Researchers at Scripps College tested people
between the ages of fifty-five and ninety-one years old for mental
ability and physical activity. They compared sixty-two of them
who were physically active (exercising regularly) with sixty-two
people were relatively sedentary. The exercisers scored significantly
better on all mental abilities: reasoning, vocabulary skills,
reaction time, and memory.
In a study at Stanford University, healthy
but sedentary adults who had trouble sleeping (taking longer
than twenty-five minutes to fall asleep, for example, and sleeping
an average of only six hours per night) were put on an exercise
program for three months. By the end of the study, the exercisers
were sleeping about forty-five minutes longer and falling asleep
fifteen minutes faster, on average.
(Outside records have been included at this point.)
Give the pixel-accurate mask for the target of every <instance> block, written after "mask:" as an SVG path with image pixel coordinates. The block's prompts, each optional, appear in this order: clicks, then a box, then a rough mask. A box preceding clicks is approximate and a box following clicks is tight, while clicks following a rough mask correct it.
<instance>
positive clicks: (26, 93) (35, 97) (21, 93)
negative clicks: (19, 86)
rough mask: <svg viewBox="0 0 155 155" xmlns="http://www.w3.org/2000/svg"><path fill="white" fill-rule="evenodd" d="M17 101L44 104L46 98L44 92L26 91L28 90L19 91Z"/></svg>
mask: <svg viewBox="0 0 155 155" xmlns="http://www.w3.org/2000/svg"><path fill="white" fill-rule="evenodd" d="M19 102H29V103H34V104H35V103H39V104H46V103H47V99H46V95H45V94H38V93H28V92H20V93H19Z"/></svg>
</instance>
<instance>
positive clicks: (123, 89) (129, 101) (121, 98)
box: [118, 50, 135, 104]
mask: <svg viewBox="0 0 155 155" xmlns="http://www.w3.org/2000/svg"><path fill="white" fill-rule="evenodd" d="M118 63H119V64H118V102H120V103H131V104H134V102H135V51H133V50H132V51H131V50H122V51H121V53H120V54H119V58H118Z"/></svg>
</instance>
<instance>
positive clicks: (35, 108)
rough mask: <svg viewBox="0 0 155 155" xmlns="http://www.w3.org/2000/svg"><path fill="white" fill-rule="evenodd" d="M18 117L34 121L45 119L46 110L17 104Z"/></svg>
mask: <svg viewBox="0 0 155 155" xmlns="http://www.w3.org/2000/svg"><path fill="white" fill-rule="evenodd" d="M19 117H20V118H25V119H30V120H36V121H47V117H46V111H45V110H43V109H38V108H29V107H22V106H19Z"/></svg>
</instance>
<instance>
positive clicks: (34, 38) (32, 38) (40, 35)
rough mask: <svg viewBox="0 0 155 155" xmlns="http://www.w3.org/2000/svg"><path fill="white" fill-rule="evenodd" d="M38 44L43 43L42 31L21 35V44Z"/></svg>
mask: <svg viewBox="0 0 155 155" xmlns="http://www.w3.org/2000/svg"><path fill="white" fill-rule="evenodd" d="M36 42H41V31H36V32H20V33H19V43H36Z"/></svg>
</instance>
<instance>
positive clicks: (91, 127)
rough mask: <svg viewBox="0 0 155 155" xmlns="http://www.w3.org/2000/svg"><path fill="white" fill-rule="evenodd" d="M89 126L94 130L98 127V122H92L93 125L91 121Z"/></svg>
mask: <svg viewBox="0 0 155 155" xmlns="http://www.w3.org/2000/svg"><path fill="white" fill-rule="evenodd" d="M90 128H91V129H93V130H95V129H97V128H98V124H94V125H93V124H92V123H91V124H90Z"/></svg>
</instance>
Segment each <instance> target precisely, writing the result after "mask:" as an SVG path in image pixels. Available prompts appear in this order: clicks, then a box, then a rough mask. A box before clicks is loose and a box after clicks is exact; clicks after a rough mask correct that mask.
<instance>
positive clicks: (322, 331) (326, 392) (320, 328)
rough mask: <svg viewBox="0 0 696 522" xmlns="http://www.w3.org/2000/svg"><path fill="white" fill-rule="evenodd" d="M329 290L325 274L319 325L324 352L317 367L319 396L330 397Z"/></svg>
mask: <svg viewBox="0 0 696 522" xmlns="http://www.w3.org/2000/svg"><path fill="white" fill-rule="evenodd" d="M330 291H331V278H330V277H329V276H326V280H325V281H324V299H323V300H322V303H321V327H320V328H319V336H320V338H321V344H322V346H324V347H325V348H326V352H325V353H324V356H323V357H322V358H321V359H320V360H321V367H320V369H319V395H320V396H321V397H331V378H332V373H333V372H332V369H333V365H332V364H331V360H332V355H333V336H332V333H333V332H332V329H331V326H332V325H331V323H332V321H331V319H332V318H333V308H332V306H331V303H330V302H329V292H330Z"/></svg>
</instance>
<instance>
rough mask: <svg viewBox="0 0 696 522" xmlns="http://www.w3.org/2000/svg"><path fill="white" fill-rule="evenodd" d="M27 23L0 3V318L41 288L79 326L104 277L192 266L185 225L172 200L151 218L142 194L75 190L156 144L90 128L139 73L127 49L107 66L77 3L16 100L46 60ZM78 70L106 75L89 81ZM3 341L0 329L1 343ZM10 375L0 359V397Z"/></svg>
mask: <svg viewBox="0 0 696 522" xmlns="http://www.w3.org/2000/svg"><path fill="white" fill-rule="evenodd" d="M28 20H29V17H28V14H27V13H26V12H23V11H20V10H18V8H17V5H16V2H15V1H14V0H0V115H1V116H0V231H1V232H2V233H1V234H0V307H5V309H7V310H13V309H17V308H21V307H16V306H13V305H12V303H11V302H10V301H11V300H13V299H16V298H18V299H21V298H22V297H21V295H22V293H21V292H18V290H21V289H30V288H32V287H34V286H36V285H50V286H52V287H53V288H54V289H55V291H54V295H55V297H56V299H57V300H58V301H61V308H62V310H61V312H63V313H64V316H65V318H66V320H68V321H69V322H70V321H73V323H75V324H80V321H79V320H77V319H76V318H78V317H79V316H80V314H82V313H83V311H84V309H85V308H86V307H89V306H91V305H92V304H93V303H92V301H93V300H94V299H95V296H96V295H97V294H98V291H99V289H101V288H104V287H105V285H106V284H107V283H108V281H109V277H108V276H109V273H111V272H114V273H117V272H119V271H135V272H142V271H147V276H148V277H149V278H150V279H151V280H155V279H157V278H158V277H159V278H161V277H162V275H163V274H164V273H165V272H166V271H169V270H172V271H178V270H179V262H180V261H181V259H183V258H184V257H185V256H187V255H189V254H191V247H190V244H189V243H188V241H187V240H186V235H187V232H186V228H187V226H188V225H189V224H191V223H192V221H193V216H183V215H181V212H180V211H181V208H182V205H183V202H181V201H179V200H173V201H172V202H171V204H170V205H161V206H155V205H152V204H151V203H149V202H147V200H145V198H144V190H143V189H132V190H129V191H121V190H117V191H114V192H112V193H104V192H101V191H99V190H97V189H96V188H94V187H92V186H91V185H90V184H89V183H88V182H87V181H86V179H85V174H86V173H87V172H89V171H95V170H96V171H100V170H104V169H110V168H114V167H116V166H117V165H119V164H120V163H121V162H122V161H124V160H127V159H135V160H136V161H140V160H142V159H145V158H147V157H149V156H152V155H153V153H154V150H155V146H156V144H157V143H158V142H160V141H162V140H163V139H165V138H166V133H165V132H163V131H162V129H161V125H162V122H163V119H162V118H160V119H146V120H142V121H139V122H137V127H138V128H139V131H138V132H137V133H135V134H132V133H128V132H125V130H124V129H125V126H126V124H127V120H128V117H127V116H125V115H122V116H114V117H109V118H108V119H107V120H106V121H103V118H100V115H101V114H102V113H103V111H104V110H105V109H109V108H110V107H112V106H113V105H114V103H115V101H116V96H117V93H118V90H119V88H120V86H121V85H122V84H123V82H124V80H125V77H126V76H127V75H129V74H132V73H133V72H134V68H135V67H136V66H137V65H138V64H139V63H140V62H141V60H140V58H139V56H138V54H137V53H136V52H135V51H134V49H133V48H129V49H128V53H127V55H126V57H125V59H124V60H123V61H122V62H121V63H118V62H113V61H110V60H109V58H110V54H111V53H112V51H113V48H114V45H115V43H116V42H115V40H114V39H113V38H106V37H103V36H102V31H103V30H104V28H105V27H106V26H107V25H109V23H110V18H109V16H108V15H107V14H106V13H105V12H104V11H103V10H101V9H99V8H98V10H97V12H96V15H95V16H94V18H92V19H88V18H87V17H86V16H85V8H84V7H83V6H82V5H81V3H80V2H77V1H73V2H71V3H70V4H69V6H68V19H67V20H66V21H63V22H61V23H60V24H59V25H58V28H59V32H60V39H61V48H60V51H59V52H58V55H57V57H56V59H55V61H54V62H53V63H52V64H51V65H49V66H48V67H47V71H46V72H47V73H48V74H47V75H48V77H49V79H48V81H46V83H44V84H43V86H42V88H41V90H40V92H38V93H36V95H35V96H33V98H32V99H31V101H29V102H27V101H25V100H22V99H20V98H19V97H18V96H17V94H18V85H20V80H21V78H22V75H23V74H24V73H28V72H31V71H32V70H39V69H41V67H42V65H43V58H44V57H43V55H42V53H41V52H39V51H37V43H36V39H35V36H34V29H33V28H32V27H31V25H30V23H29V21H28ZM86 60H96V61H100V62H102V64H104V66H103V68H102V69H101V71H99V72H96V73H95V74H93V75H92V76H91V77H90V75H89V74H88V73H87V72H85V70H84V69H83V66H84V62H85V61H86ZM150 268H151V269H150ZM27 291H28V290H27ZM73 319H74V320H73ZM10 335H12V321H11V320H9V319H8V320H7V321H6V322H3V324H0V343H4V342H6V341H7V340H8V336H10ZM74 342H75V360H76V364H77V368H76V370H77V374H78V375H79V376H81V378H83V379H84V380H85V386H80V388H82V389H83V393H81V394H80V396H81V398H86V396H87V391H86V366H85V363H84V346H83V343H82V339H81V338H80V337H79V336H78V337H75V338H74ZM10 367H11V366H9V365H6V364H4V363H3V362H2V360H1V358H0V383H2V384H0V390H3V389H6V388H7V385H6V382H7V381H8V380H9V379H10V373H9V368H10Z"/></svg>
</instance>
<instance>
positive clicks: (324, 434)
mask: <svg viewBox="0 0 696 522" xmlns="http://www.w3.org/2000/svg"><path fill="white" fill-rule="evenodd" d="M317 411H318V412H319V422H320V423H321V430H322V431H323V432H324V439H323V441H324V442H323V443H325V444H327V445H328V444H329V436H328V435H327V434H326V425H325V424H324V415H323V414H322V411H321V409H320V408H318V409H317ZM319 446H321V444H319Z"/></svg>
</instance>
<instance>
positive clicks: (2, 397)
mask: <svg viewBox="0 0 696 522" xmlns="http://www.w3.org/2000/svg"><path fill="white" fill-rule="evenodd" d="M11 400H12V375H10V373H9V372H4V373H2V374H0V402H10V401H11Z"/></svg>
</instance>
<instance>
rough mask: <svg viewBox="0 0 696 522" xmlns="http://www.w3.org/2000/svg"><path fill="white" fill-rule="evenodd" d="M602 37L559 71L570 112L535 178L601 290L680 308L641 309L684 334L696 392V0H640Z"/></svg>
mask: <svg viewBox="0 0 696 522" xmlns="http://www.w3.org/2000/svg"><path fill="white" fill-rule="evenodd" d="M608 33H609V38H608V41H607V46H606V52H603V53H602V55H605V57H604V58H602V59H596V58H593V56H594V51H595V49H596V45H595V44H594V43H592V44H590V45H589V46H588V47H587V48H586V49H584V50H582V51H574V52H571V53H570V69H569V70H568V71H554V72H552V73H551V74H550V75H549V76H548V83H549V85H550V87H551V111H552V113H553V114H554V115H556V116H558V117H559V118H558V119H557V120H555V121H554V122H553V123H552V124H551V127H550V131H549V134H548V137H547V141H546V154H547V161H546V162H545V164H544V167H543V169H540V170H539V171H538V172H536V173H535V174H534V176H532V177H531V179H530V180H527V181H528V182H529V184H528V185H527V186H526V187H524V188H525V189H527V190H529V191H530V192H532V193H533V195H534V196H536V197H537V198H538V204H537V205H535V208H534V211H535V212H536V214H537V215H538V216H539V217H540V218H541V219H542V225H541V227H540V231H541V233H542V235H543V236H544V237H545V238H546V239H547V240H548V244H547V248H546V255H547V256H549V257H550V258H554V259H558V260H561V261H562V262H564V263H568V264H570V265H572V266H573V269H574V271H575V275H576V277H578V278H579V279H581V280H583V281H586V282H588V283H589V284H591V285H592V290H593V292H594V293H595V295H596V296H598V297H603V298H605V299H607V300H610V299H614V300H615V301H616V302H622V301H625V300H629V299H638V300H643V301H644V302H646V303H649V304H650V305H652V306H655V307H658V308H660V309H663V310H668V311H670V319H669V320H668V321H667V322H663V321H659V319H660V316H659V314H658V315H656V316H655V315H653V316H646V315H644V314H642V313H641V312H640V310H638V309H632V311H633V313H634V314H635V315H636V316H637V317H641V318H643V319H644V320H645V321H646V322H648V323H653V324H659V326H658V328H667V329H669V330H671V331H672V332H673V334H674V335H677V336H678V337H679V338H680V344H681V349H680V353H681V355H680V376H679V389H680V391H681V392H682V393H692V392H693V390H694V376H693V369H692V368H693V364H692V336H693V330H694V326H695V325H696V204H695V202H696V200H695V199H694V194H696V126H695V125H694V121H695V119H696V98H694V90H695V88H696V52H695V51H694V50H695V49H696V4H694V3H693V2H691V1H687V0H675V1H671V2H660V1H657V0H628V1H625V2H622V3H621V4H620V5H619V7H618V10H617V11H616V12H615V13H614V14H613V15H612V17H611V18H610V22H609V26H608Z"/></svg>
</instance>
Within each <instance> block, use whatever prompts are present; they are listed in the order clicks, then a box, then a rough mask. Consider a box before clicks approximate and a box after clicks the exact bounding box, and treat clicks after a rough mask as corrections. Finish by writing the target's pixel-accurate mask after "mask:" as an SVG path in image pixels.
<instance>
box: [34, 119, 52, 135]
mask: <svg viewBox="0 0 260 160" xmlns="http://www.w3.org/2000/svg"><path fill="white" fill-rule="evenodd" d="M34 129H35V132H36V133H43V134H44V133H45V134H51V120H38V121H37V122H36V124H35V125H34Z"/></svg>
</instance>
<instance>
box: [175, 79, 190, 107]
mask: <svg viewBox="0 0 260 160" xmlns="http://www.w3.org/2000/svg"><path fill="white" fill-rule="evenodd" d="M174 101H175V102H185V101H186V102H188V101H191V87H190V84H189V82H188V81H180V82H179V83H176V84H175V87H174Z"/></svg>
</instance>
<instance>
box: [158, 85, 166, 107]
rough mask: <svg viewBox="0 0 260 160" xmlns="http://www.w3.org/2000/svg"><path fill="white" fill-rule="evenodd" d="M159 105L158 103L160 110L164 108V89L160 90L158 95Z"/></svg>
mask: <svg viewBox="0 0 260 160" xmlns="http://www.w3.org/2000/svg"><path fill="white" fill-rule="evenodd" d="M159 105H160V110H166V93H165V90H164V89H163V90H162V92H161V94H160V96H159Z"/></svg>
The ones who didn't exercise
hadn't improved.
It was once believed that the brain did
not generate any new brain cells. But that has now been proven
a false assumption. New brain cells form throughout the life
span. Trying to determine if anything can stimulate the brain
to produce more brain cells, neurologists at the Salk Institute
found that mice who exercised regularly on a spinning wheel had
far more new brain cells after six weeks than the mice who hadn't
been exercising.
WHEN NOTHING WORKS
What if you feel anxious and try to relax
but it just makes you feel more agitated? And then you try to
figure out what's bothering you and work on that and that doesn't
work either? When you seem agitated for no reason and nothing
seems to work, I suggest that you consider the possibility that
you need exercise.
A need for exercise can often pass for
nervousness in the same way that being thirsty can often be mistaken
as hunger. They are similar feelings or have similar sensations.
If you feel agitated, get some exercise.
If you're feeling stiff or sore, and not up to exercising, try
yoga or simple calisthenics. In other words, start to
get in shape for exercising. I'm not talking about starting an
"Exercise Program." Just do something light and see
if you feel better. Do a few pushups, a few sit-ups, maybe some
jumping jacks, and see how you feel. When you stretch, stretch
very gently, more gently than you think will do any good, hold
the position for fifteen to twenty seconds, and slowly release
it. I recommend Judy Altar's book, Stretch and Strengthen.
Our bodies have clearly evolved to get
quite a bit of activity, and the body rebels when we don't get
enough. It's as much of a need as protein. We would feel bad
and physically deteriorate if we didn't eat enough protein. Without
exercise, we deteriorate and feel bad too. It's a need,
not a bonus or a thing you might do if you like.
And, one final fact for you to consider,
since we're here to manage anxiety. Psychologist Robert Dustman,
one of the top researchers into the effect of aging on the brain,
found that when people exercise, it keeps their brain producing
more alpha brain waves. The alpha rhythm is associated with the
ability to stay calm under pressure.